Saturday, March 31, 2018

The danger of Bolton

He's amoral, ruthless, and now very, very powerful.




A bully.  Just Trump's type.
The bullies have come together. The “ideological” and “brutal” Bolton is about to be given a desk a few feet away from the Oval Office. As national security adviser, he’ll be the first one in the room and the last one out. “Trump is utterly ignorant of the world, prone to making impulsive decisions, and tends to defer to the most forceful voice in the room, especially when it conveys information with confident bluster,” observed Damon Linker in the The Week. “That would give Bolton enormous power to shape policy — which means the power to get the United States to launch big new wars as well as expand the numerous ones we’re already waging across wide swaths of the Middle East, Africa, and South Asia.”

[...]

“John Bolton is a bully,” José Bustani, the retired Brazilian diplomat and former head of the Organization for the Prohibition of Chemical Weapons, told me when I reached him by phone in Paris earlier this month.

[...]

In early 2002, a year before the invasion of Iraq, the Bush administration was putting intense pressure on Bustani to quit as director-general of the OPCW — despite the fact that he had been unanimously re-elected to head the 145-nation body just two years earlier. His transgression? Negotiating with Saddam Hussein’s Iraq to allow OPCW weapons inspectors to make unannounced visits to that country — thereby undermining Washington’s rationale for regime change.

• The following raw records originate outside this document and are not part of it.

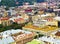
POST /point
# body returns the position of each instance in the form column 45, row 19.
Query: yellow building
column 5, row 21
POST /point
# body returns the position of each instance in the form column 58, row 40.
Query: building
column 5, row 21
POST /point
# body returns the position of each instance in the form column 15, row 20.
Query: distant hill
column 20, row 2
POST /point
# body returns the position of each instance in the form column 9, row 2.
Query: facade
column 5, row 21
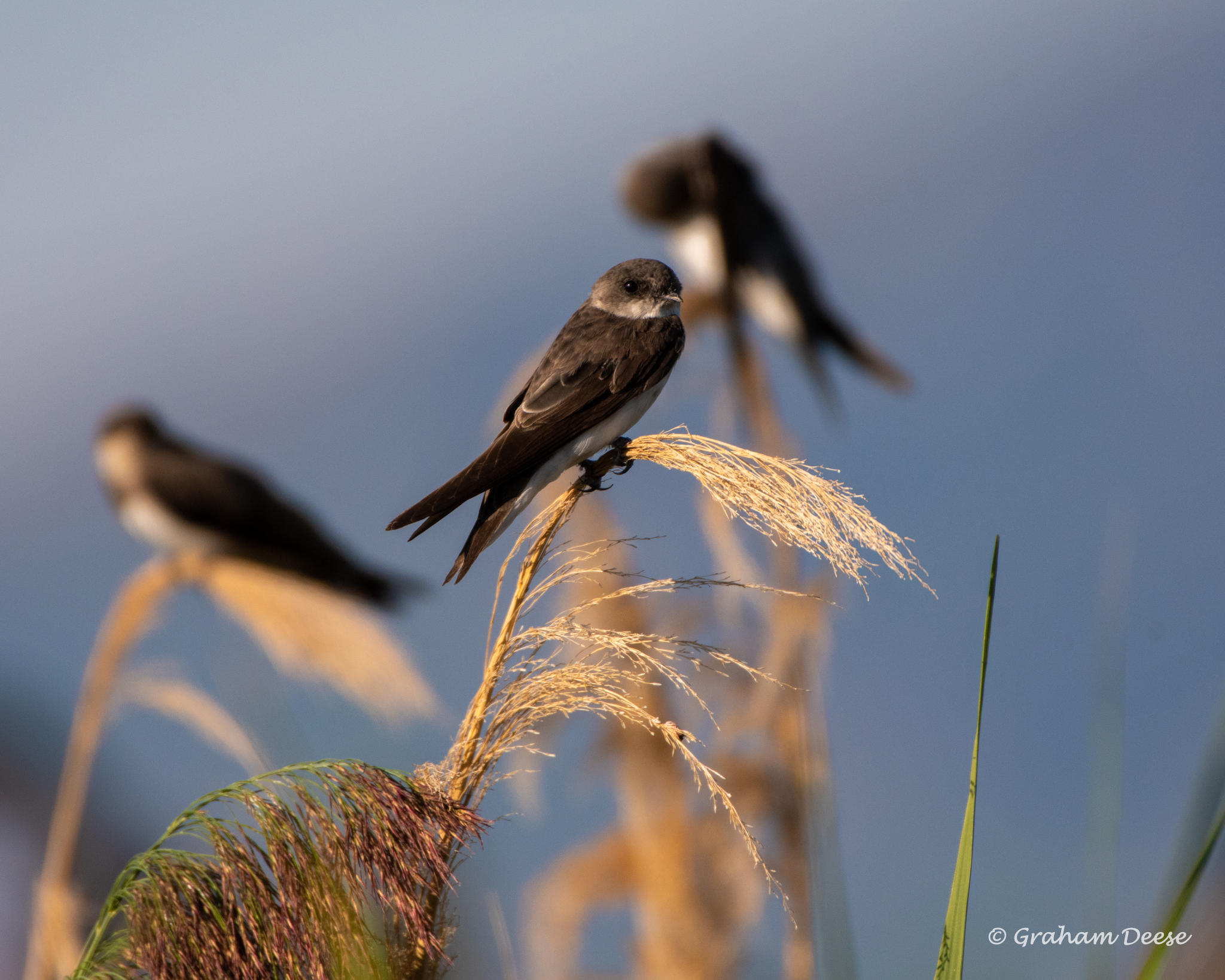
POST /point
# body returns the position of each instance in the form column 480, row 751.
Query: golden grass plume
column 185, row 704
column 785, row 500
column 312, row 631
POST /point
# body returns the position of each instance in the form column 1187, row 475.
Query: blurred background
column 320, row 238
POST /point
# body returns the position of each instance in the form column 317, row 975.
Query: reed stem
column 130, row 615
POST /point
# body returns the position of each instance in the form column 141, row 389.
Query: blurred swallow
column 175, row 498
column 598, row 378
column 735, row 250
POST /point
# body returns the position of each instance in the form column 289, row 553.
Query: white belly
column 586, row 446
column 147, row 520
column 697, row 246
column 770, row 304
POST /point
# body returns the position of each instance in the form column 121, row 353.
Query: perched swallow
column 598, row 378
column 736, row 251
column 178, row 498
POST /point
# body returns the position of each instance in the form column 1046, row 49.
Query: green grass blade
column 1152, row 967
column 952, row 945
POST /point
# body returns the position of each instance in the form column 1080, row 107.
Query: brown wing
column 596, row 366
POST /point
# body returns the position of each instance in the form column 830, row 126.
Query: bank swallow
column 176, row 497
column 735, row 249
column 598, row 378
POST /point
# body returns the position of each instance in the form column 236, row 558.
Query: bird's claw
column 621, row 461
column 615, row 459
column 589, row 479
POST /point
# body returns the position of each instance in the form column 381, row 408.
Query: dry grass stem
column 53, row 924
column 193, row 708
column 787, row 500
column 307, row 629
column 315, row 632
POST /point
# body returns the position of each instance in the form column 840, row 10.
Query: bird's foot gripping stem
column 615, row 459
column 620, row 456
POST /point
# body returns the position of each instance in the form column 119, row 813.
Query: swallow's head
column 639, row 290
column 658, row 187
column 138, row 421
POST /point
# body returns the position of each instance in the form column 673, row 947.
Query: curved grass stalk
column 305, row 629
column 53, row 944
column 288, row 885
column 785, row 500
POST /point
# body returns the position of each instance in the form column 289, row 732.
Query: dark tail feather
column 492, row 521
column 825, row 384
column 881, row 368
column 388, row 591
column 830, row 330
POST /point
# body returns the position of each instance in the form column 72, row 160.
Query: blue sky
column 301, row 228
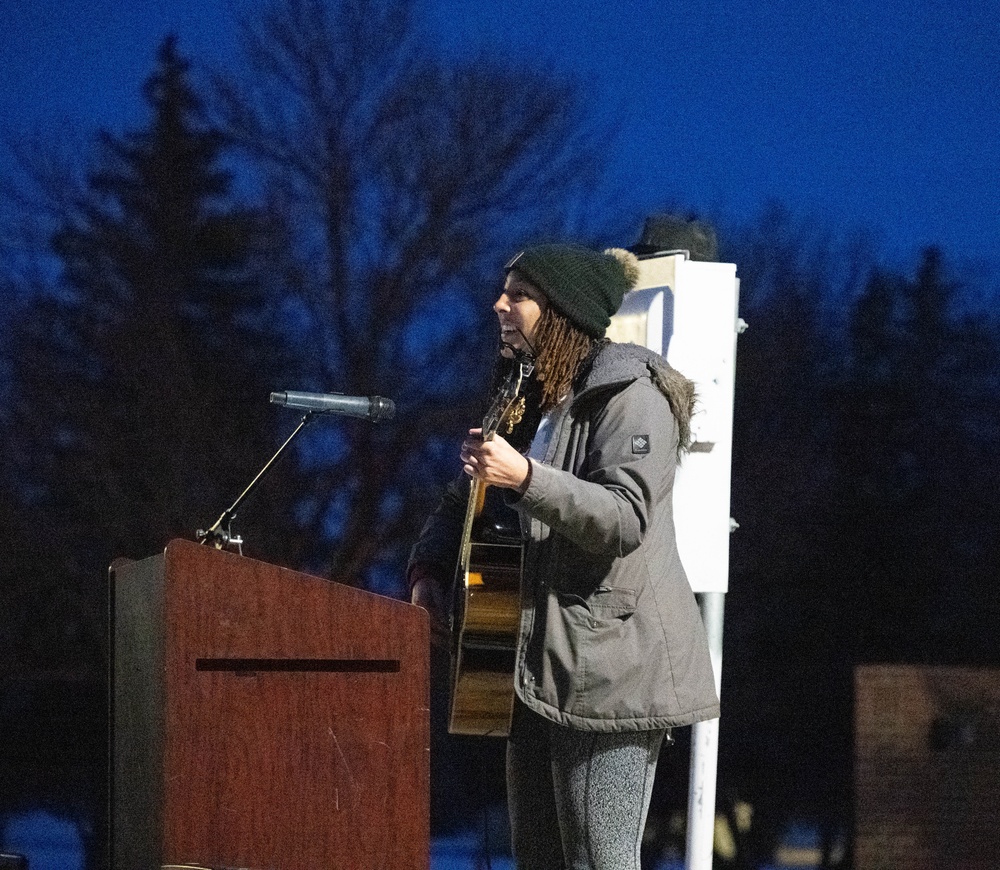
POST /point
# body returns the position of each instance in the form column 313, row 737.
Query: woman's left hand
column 495, row 462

In 2001, then-Secretary of State Colin Powell had penned a letter to Bustani, thanking him for his “very impressive” work. By March 2002, however, Bolton — then serving as under secretary of state for Arms Control and International Security Affairs — arrived in person at the OPCW headquarters in the Hague to issue a warning to the organization’s chief. And, according to Bustani, Bolton didn’t mince words. “Cheney wants you out,” Bustani recalled Bolton saying, referring to the then-vice president of the United States. “We can’t accept your management style.”

Bolton continued, according to Bustani’s recollections: “You have 24 hours to leave the organization, and if you don’t comply with this decision by Washington, we have ways to retaliate against you.”

There was a pause.

“We know where your kids live. You have two sons in New York.”

Bustani told me he was taken aback but refused to back down. “My family is aware of the situation, and we are prepared to live with the consequences of my decision,” he replied.

[...]

According to Time magazine, his former boss Colin Powell privately warned Republican senators in 2005, during the confirmation hearings for Bolton’s controversial nomination as U.S. ambassador to the United Nations, that “he had been troubled by the way Bolton had treated subordinates who did not agree with him.”

  Intercept
Mehdi Hasan's interview with José Bustani.

...but hey, do what you want...you will anyway.